I am sure that many folks prolly feel that it is a stretch. Lindsay is a popular name and one of my favourite 'Lindsay's', is the Lindsay that played 'Jamie Sommers', the Bionic Woman!! But when I first saw the commercial, I thought it was a dig at Lindsay Lohan myself. And I most definitely saw it as play off Miss Lohan and her tabloid exploits.
No, I don't have a problem with her thinking that it was a take on her. What I DO have a problem with is the projecting of adult themes thru babies to infantilize the behaviour.
This is the SECOND time ETrade has ran a commercial that I think crossed the lines. There is an older one which I couldn't find, where the baby is looking at his phone and presumably a girl baby sends him a 'sexting' kind of photo. That was another 'WTF' moment for me. Uh no, I DON'T see the same things as everyone else!! I am always 'catching' other hidden messages in media. Sorry about it, but it DOES provide me a segue into the meat of what is on my mind.
IF BEING CAREFREE IS THE GOAL, WHAT THEN IS ITS PRICE?
In my post on 'The Speed of Time', I mentioned that I would be cool with the consequence of my not finding a partner... implying that I had met and more than likely missed my chance. Either way you slice it, one in a million or not, I was good with having taken a run and not making a relationship work.
The 'other thing' that I did not mention is that I am also cool with being single. Lonely is not the same for me as being alone. Perhaps that is the final consequence of having burned through relationships. I can say that I have met a soulmate (My Delta Girl), met someone who was willing to give me a chance (Tee Jay) and now have been with an ex (Mookie Dee). Is there any other areas of relationships that I should explore? Not to mention that I actually didn't THINK I would ever get married when I left home for the Army.
That is right... after high school I wasn't prepared for the attention that I would get from women. Which is how it was when the girl I refer to as 'Jenny' and I got together. In school, she didn't know I existed. But in the Army in Korea, that changed. She was the one who initiated whatever we had.

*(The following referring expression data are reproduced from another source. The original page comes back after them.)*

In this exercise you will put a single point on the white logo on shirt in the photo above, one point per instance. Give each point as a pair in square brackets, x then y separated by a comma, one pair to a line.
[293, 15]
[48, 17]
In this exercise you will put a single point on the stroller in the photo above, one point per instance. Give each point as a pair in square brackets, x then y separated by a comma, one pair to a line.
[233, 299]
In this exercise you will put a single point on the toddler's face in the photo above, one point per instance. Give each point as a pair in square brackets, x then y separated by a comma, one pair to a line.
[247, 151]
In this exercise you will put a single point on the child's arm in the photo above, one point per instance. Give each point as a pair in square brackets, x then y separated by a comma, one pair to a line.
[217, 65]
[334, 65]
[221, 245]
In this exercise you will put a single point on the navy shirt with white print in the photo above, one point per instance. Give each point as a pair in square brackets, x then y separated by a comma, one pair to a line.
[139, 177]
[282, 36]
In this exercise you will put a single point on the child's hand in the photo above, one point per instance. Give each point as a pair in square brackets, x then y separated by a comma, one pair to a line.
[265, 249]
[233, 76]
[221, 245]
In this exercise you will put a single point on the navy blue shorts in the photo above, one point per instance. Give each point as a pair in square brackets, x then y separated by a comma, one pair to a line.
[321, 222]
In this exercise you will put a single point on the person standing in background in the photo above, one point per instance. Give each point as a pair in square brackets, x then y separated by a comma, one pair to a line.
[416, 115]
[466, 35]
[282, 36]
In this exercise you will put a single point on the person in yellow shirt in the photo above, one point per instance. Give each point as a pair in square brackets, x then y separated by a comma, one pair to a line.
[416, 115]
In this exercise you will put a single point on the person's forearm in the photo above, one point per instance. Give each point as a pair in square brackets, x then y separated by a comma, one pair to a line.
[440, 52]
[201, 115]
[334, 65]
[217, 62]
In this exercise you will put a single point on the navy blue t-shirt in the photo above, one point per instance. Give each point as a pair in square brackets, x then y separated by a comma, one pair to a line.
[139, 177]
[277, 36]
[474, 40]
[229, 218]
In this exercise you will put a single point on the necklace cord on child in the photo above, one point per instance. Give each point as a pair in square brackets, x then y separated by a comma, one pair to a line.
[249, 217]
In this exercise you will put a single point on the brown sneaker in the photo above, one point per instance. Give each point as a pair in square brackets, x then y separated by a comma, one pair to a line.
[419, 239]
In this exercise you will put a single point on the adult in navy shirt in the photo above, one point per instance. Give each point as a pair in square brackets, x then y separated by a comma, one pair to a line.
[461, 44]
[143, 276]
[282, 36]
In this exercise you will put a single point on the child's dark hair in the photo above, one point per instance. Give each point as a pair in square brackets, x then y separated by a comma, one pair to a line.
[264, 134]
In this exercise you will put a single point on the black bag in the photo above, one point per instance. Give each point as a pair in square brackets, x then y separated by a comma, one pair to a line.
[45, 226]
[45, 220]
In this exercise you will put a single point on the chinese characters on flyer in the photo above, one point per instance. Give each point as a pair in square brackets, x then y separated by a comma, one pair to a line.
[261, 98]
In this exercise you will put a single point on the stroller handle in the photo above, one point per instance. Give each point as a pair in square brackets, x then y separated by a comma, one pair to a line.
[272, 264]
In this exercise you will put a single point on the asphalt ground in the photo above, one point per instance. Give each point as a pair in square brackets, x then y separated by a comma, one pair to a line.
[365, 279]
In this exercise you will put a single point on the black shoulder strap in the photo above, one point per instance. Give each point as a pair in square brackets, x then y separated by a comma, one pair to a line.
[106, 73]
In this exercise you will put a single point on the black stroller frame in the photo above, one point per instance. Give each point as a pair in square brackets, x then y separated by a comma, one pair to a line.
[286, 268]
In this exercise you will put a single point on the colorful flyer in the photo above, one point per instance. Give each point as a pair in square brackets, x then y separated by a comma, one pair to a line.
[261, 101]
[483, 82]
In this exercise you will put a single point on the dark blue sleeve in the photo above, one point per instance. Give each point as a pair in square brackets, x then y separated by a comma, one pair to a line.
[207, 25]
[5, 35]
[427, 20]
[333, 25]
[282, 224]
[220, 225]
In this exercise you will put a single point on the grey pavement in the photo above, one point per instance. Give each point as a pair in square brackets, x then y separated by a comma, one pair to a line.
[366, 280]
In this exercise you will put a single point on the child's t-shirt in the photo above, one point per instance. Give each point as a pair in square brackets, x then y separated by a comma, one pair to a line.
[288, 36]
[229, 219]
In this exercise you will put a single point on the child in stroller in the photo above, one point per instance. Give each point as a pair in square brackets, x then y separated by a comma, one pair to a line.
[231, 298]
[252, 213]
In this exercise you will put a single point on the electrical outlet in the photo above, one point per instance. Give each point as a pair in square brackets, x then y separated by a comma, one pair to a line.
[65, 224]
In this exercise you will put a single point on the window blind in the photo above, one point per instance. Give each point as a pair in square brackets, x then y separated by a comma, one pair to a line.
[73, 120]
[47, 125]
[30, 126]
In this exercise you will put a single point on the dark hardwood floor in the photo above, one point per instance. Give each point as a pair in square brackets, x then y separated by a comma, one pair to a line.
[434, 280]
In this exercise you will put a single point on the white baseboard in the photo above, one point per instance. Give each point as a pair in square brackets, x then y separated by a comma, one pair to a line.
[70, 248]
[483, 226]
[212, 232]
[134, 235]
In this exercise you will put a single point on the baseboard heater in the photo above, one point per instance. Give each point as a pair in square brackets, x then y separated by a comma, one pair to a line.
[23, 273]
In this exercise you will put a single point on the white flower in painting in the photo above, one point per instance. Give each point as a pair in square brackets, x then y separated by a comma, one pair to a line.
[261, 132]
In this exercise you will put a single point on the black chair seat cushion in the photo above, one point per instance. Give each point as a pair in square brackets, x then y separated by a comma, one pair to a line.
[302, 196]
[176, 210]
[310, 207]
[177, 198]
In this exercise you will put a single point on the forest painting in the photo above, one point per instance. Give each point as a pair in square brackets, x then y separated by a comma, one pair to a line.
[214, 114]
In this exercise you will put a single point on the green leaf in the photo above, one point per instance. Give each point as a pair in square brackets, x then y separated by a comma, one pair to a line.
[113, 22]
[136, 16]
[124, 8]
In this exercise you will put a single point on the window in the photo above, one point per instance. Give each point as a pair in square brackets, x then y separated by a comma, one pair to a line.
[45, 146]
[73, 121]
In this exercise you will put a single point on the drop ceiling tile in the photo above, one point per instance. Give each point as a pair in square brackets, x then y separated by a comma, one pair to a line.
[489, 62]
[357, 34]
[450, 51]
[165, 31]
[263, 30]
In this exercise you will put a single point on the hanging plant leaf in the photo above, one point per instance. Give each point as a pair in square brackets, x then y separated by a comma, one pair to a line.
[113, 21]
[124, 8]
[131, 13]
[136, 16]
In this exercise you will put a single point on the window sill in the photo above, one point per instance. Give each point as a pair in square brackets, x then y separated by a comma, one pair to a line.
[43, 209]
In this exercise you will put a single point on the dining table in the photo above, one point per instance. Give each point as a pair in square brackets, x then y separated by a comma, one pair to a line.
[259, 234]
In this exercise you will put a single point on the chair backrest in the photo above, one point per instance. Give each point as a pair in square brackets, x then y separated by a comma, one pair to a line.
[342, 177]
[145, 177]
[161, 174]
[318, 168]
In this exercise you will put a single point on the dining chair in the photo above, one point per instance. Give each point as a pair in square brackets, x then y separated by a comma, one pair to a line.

Admitting to lacking the character to sustain a relationship was one of the reasons that I didn't lose my mind when Mookie started tippin'. I wanted to be as stand up as I could, to see if that made a difference. Wondering if I had bailed out on people, that by standing in when things got rough, was sticking in the tough going what I needed to do to find lasting love.
Then I remembered. The 'Ex-List'. It was all about creating in my mind an excuse to go after Tee Jay. When she was lukewarm to a prospective relationship with me, I was not only good, but relieved. Relieved, because I had survived what could have been emotionally, a disastrous episode in my life none the worse for wear. And what I could think about when I left the provencial town, was how I had verified why I should have left my past behind me.
URINE ONLY SMELLS WHEN THE IT HITS THE AIR
I like me. For real. It has never mattered much to me what other people thought of a brother, good or bad, because either way they'd been off the mark. Besides, I was the only one who had to think something of me. Coming out into the world and getting in the tangle that I did, was due a large part because I didn't do 'me'.
A friend of mind was recently wondering if they would ever find someone to be with. I looked at their age and what they had going on with their life. Because I let 'Mark' slide as a priority in my life, and can directly link some of my 'life fail' to the negative impact others on my pursuits...
That is something. So I (hope!!) I told my friend that they should continue to make the most of themselves. Does love find you... maybe it does. I feel like it found me and I wasn't really looking for it! I do think that by taking care of their own business that they'd position themselves for the best relationship possible.
Is it the road that I wished that I had taken..? Yup. To be forced to live as potential never realized sucks balls. The times that I felt like I was being something was when I was to myself.
My actual life goals were within reach. I didn't make sure that I would get there. I wasn't driven enough to make the life that I wanted to happen. And THAT a lesson that I think I never learned.
3 comments:
It is never too late - not as long as you're breathing.
"I like me."
I like you too.
: )
Doing what you do for you is the key, it does not matter what others think, only what you know and feel.